Sunday, May 22, 2011


Dairy purists, avert your eyes!

This was my first attempt at making a pizza, and I think it turned out pretty well. This one was a chicken pesto pizza. Crust came out nicely, golden brown on the bottom like around the edges in the photo (preheat your pan!). You'll notice that my pie was not perfectly round. It's "rustic", I tell you! (note: I am opting for the "logical" or British model of period and comma placement.) The dough had a fair amount of resilience in retaining its shape though; when I was rolling it out, beyond around 10 inches in diameter, it kept pulling back in to a great extent. I don't know if that's to be expected or not, but I suppose it turned out fine in the end.

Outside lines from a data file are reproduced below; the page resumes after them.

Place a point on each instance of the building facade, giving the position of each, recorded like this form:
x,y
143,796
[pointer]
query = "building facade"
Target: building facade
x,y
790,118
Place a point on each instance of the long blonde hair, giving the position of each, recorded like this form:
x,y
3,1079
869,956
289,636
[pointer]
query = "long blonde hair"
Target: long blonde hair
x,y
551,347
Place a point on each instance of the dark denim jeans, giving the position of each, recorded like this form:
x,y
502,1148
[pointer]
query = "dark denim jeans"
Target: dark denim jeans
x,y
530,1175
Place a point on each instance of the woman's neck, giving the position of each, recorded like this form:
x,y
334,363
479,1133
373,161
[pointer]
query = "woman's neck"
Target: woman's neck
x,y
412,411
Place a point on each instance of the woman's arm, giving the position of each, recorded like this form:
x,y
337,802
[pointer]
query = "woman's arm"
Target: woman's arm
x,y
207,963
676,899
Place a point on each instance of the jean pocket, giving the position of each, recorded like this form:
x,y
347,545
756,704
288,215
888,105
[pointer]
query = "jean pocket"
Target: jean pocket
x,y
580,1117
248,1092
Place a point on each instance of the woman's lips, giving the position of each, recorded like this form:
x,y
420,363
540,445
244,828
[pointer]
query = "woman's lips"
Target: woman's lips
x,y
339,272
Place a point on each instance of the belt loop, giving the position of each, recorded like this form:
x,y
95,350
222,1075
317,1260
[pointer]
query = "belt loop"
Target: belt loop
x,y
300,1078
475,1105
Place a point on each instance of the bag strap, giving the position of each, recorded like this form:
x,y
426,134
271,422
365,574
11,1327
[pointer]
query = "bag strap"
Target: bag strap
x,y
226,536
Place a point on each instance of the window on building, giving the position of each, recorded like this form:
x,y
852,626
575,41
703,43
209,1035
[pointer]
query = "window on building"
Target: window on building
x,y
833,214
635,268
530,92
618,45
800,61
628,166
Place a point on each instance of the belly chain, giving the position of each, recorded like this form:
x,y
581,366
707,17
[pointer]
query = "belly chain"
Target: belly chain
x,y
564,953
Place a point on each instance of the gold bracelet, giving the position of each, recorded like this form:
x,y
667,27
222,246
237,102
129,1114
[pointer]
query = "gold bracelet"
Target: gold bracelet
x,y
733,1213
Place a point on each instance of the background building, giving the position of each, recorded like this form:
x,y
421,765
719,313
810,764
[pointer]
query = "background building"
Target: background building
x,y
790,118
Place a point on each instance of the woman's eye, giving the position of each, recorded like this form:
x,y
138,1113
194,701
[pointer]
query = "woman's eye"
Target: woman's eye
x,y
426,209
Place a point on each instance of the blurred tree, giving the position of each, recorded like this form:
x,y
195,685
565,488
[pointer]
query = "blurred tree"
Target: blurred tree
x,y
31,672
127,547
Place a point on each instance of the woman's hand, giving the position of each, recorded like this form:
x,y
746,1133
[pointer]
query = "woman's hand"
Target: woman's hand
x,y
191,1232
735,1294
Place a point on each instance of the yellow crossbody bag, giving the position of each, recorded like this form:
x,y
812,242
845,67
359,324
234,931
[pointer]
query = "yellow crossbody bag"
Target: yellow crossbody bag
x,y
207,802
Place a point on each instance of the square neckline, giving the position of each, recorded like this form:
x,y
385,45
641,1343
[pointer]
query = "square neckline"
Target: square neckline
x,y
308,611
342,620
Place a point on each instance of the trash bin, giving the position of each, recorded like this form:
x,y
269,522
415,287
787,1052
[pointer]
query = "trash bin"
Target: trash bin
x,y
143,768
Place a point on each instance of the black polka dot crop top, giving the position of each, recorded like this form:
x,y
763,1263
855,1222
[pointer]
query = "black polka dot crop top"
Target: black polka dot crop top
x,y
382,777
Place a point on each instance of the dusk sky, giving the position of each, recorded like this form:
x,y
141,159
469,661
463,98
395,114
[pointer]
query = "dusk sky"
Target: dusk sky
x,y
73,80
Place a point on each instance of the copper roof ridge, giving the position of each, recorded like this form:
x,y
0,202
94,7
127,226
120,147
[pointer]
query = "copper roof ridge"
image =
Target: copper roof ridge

It wasn't a thin-crusted pizza, though, to be sure.

As for the "cheese", well, it was vegan "cheese". I dunno, it's alright. It's certainly not real cheese, but I suppose it does okay as a stand in. Apparently some brands are better than others, and the one I used is less favored. This one's texture was somewhat off, flavor was okay, but rather light. Given that vegan cheese has little nutritional value, though, I'm fine with just not bothering with it. Guess I'll just be looking toward cheeseless pizzas in subsequent attempts.

Recipes: Bittman's pizza dough and loosely followed this chicken pesto pizza recipe for handling the toppings. As for the baking, I went for 450 degrees and around 12 minutes, stopping when the crust looked right. I don't have a pizza stone or pizza pan, so I just used parchment paper on a (preheated) baking sheet.


  1. Well done with your beautiful pizza, William! I can't believe this is your first attempt! I think that a "free form" pizza is so much better than a perfectly round, cookie-cutter pizza. All the famous pizza places here in New Haven make free-form pizzas.

    I'm impressed that you were able to make such a nicely-browned crust without a baking stone! Mark of a true cook!

  2. @Jessie @ The Happiness in Health Thanks, Jessie! Haha, oh it must be beginner's luck.